レイもまた、いきなり目の前のレノラの様子が豹変したのを見て驚きの表情を浮かべていた。
「あ、あら? ごめんなさいケニー。何だか今までのことを思い出したら自然と……」
「誤魔化せてない、誤魔化せてないわよ」
思わずそう口にするケニーだったが、冒険者の相手をしなければならず、それ以上は口に出来ない。
そうして自分の仕事に戻っていったケニーをそのままに、レイは仕切り直すようにレノラへと向かって口を開く。
「それでサイクロプスの件なんだけど、ちょっと気になることがあってな」
「気になる事、ですか? それはどのような……」
「普通のサイクロプスを統率していたと思われる赤いサイクロプスがいたんだ。こっちは多分希少種か上位種のどっちかだと思うんだけど……」
「サイクロプスの希少種や上位種ですか。それは確かに厄介ですね。……けど、レイさんが戦ったということは、当然倒したのでしょう? 希少種の魔石というのは珍しいですし」
レイが魔石を集める趣味があるというのをしっかり覚えていたのか、レノラは特に深刻そうな表情はない。

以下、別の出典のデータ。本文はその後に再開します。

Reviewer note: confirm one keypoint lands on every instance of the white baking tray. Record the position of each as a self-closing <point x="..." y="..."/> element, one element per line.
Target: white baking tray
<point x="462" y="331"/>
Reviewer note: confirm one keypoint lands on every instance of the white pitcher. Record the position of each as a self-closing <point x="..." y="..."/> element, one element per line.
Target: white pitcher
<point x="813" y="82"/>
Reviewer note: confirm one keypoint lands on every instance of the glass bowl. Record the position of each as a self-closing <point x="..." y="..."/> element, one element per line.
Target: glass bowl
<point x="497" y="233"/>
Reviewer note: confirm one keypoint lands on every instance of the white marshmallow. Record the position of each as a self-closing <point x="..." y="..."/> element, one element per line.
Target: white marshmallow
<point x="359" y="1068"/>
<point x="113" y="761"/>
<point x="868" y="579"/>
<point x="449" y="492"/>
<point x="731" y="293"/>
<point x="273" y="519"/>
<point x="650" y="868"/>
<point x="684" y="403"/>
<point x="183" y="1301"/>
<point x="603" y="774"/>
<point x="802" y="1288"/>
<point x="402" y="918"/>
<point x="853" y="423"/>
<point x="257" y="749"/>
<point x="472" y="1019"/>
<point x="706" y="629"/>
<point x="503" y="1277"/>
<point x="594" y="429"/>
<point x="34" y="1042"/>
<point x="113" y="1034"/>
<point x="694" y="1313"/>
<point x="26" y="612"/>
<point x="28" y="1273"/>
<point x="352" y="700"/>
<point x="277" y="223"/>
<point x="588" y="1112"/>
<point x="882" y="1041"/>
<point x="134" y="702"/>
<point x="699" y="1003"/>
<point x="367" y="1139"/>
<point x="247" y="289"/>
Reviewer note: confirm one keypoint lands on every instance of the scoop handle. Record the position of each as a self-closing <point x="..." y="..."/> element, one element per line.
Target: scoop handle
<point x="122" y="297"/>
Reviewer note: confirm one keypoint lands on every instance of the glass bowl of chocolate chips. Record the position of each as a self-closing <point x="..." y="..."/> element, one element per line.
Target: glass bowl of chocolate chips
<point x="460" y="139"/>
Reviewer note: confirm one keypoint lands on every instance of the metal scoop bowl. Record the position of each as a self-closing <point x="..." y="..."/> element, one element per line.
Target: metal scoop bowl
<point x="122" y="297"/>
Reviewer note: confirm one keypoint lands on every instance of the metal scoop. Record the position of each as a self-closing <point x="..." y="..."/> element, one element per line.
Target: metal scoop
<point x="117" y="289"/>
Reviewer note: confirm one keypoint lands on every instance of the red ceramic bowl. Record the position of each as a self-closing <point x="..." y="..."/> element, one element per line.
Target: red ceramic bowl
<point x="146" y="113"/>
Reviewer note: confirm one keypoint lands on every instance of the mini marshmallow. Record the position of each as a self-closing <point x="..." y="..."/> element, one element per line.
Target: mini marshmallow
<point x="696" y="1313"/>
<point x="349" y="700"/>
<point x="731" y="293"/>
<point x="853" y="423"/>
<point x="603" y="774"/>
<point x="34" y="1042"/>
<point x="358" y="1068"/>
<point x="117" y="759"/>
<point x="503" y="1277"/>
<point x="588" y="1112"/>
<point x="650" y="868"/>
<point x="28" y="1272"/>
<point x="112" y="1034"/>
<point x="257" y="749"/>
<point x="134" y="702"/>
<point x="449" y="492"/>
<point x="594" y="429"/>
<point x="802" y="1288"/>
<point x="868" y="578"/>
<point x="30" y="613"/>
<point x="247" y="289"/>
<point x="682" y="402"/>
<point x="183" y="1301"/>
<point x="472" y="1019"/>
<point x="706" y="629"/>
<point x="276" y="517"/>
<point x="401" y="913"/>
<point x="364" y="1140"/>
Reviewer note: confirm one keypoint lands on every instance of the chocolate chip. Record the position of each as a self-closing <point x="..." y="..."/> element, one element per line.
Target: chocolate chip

魔獣術に消費する魔石を確保する意味で魔石を集める趣味があるということにしていたのだが、それを覚えていたことにレイは驚く。
「ああ、いや。うん。そうしようと思ったんだけど、実はそのサイクロプスが妙なマジックアイテムの鎚を持ってたんだよ」
「……サイクロプスがマジックアイテムを?」
余程意外だったのだろう。レノラは若干の沈黙の後に繰り返す。
レイの後ろに並んでいた冒険者や、ケニーに依頼完了の書類を渡している冒険者、またケニーとは反対の冒険者といった者達もそれとなくレイの言葉に耳を傾けており、それぞれが表情に出す出さないは別として内心では驚く。
サイクロプスというのは物理的な攻撃方法に特化したモンスターであり、唯一使える魔力にしても単眼から衝撃波として放つという限定的なもの。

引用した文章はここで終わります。